ONE OF THE THINGS I like best of all about the editor’s perch here is the enjoyment I get from the random moments, the odd little coincidences that life in the information stream keeps washing up. Last month, for example, it was choral columnist Ben Stein and world music writer Andrew Timar both popping the word “multivalent” into their columns. That’s two unrelated multivalents in twelve pages compared to zero in the previous 10,294. “Wassup with that?” one finds oneself muttering darkly.

It was almost as freaky as that moment, almost nine and a half years ago (Saturday March 2 2002 – 8pm to be precise) when two presenters, three blocks apart, put on entire concerts dedicated to the music of John Blow. John who? you ask. My point precisely. Multivalent Blow. Wassup with that indeed! I mean, it wasn’t as if 2002 was a significant anniversary date for JB – the 294th anniversary of his death, the 353rd of his christening? Not exactly grabby numbers.

And now, this month, it is happening again. Earlier today I was browsing the final page proofs, as we got ready to go to press (beaming in pride at our having finally reached the milestone of having colour pages throughout the magazine). And then I noticed an oddity in the way that two of the writers in the issue referred to Yonge-Dundas Square.

The oddity was in the fact that usually when our writers refer to a place it is because they intend to talk about something that is about to happen in the place in question. But not this time. This time both of them make mention of Yonge-Dundas specifically because it is NOT the place where the event they are talking about is going to happen.

First to do so is Allan Pulker in Classical & Beyond (page 10–12), talking about Holy Trinity Church. Holy Trinity is where Music Mondays, the quintessential grass roots urban summer music series, this year celebrates its twentieth anniversary.

“Sheltered from Yonge and Dundas by the Eaton Centre,” Pulker says of Holy Trinity, “it stands like an oasis of memories of things past.”

And then, at the other end of the spectrum, Janice Price (page 58) in talking about heavyweight contender Luminato’s new “hub” venue, David Pecaut Square, says this: “Compared to the bustle of Yonge-Dundas Square, this [David Pecaut Square] is a space of respite, where you can hear conversations and discussions …”

Spaces of respite … Oasis of memory.
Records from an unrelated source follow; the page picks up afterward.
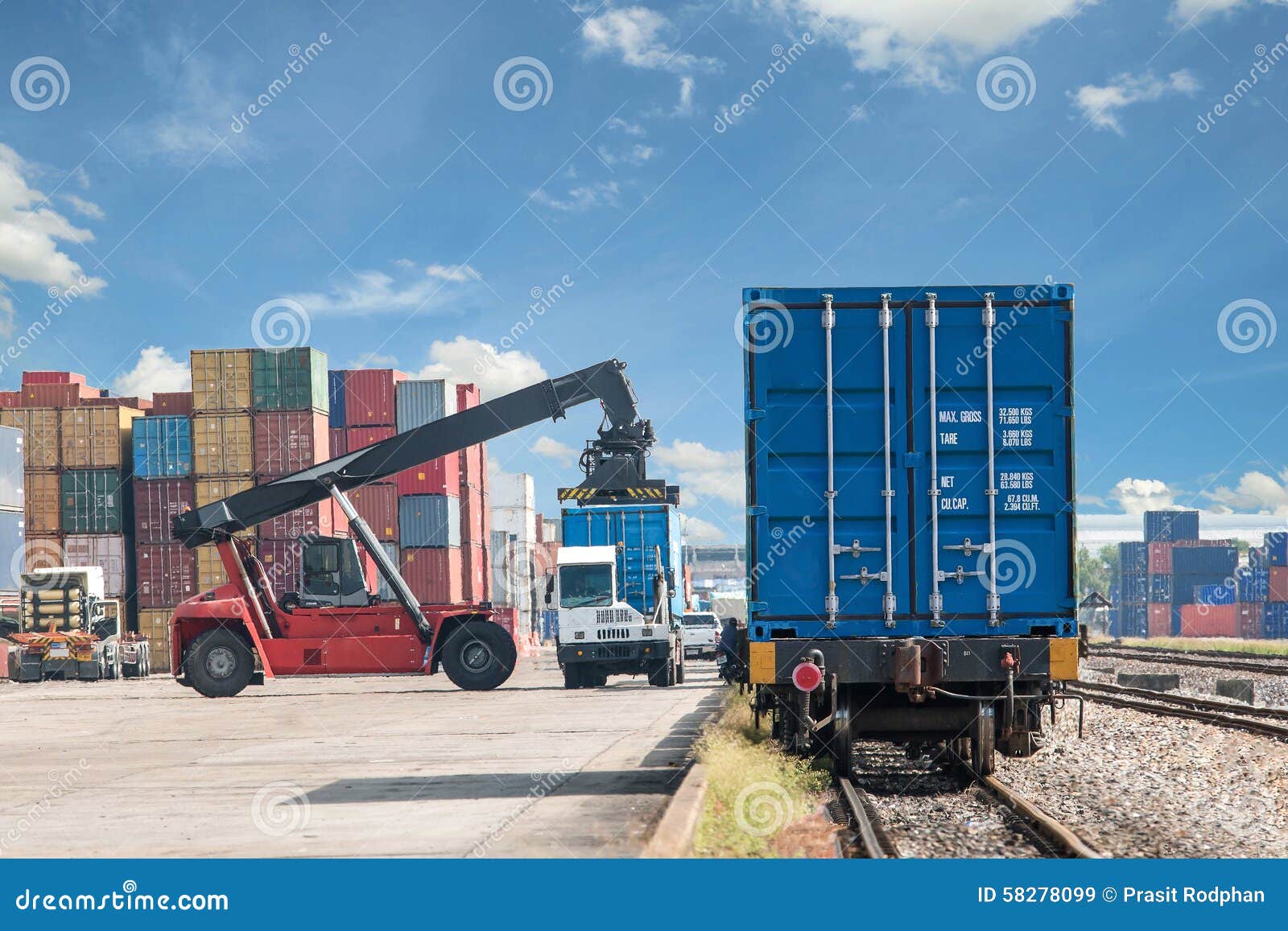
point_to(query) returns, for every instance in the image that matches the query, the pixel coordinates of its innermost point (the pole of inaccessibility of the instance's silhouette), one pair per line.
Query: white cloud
(553, 450)
(496, 373)
(921, 40)
(601, 193)
(1100, 105)
(637, 35)
(1137, 496)
(701, 472)
(370, 291)
(30, 232)
(85, 208)
(155, 371)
Yonge-Dundas? Not.

Say what you like about Yonge-Dundas (and everyone has something to say about it) you know an urban space has come of age when writers start comparing other spaces to it, confident that their readers will understand the comparison.

I like to think it’s a sign of the city’s maturation that such contrasting urban amenities (and events) can so happily co-exist, each just the proverbial short hike from the next.

Two of Toronto’s festival heavyweights, Luminato and TD Toronto Jazz have both made the short hike to David Pecaut Square this year as the place to pitch their festival tents, literally and metaphorically. It’s a flying start.

But it will be interesting to see how many years it takes before two people coincidentally saying “NOT David Pecaut Square” signals that the venue has, like Yonge-Dundas, entered the major leagues of urban lore.